Machine Learning Class Numbers of Real Quadratic Fields
Malik Amir, Yang-Hui He, Kyu-Hwan Lee, Thomas Oliver, Eldar Sultanow
TL;DR
This work investigates the problem of distinguishing real quadratic fields by class number using finitely many Dedekind zeta-coefficient features. It formalizes genus-theoretic constraints, introduces counting-function-based cost measures, and a bubble algorithm to quantify separability between class numbers, while employing PCA for dimensionality insights. For the {1,2} case, gradient-boosting models and symbolic classification recover genus-theory parities and yield explicit approximate class-number formulas.

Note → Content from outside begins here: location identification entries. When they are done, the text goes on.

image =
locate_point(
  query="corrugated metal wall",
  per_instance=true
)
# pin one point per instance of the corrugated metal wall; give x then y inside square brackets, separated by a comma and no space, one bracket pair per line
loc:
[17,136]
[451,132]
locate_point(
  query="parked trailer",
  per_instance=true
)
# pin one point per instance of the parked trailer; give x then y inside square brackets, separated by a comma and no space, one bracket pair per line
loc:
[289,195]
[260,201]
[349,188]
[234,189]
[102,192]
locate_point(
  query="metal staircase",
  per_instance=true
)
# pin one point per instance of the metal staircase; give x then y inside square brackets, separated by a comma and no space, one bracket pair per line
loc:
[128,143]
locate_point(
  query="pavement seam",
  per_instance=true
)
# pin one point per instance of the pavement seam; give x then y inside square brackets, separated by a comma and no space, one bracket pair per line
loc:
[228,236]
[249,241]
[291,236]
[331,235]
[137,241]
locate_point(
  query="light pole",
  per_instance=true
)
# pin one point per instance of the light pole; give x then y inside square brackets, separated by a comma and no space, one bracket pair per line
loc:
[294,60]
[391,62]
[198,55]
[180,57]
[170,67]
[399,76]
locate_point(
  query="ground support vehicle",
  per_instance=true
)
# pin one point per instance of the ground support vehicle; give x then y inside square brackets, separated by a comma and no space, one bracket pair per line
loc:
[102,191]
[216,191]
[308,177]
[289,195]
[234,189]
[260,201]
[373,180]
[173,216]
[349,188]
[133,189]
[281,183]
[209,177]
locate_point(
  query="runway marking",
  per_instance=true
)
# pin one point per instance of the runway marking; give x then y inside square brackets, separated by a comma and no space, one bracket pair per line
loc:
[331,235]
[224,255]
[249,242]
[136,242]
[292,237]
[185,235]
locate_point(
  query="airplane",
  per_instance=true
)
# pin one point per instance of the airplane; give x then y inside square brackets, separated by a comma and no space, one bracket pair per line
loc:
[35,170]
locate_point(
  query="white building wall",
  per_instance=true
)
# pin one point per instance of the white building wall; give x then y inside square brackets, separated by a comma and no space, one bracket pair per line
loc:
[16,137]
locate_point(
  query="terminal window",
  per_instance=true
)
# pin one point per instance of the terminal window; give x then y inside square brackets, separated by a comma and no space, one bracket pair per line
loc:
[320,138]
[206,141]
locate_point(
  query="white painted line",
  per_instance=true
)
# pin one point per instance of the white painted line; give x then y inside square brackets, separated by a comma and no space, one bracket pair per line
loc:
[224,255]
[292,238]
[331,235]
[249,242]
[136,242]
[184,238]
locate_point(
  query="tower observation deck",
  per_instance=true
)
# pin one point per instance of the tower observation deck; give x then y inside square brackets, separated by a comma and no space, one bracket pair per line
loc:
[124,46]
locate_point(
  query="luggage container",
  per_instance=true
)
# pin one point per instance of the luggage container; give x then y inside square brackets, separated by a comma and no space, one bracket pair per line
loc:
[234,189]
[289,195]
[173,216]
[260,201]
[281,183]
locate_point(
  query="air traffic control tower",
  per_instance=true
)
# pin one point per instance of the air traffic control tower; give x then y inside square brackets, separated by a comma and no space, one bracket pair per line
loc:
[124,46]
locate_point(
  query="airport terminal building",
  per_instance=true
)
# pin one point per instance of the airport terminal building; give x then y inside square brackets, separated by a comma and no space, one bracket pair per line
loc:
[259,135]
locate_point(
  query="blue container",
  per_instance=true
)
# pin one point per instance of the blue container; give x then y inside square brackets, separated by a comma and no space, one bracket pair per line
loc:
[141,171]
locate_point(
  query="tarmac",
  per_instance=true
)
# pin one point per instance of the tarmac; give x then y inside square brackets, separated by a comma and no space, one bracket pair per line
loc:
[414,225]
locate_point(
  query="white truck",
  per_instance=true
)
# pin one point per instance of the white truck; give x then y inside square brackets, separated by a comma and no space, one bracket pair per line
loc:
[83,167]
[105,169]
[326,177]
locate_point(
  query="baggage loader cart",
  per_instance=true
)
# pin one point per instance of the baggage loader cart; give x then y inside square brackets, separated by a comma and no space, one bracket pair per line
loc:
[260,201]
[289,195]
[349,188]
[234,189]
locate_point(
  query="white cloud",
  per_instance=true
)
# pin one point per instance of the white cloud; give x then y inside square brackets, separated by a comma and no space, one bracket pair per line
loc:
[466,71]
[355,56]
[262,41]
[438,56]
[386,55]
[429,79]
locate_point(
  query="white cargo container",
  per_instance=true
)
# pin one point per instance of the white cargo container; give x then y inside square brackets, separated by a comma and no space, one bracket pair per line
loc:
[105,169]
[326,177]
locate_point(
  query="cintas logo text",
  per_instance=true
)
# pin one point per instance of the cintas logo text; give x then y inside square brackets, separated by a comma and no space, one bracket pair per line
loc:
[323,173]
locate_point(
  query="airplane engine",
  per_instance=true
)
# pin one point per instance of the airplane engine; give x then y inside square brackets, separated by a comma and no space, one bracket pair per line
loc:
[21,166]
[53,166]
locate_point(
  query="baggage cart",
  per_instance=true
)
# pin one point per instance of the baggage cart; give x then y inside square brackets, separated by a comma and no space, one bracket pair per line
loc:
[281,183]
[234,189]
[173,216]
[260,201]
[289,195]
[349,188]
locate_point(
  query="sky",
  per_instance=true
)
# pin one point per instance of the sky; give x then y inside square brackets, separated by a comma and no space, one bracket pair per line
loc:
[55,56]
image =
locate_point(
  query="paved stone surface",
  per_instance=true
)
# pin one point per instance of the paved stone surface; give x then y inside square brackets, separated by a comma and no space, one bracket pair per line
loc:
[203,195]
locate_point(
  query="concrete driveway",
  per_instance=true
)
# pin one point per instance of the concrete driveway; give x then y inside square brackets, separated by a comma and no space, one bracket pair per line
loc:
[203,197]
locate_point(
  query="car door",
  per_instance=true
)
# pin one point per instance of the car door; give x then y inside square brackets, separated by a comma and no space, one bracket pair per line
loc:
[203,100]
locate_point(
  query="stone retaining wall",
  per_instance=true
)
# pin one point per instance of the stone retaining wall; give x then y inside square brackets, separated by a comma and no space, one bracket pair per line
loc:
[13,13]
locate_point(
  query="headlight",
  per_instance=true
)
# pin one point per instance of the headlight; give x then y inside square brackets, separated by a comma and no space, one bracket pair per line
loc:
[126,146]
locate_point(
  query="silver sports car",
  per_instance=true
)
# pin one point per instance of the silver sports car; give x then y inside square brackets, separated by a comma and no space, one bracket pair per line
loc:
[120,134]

For the {1,3} case, zeta-coefficients alone are insufficient, but combining discriminants, regulators, and partial zeta-sums with symbolic methods yields high-accuracy predictors and explicit formulas, highlighting the differing data-and-feature requirements across class-number pairs and linking ML results to classical number-theoretic invariants.
Abstract
We implement and interpret various supervised learning experiments involving real quadratic fields with class numbers 1, 2 and 3. We quantify the relative difficulties in separating class numbers of matching/different parity from a data-scientific perspective, apply the methodology of feature analysis and principal component analysis, and use symbolic classification to develop machine-learned formulas for class numbers 1, 2 and 3 that apply to our dataset.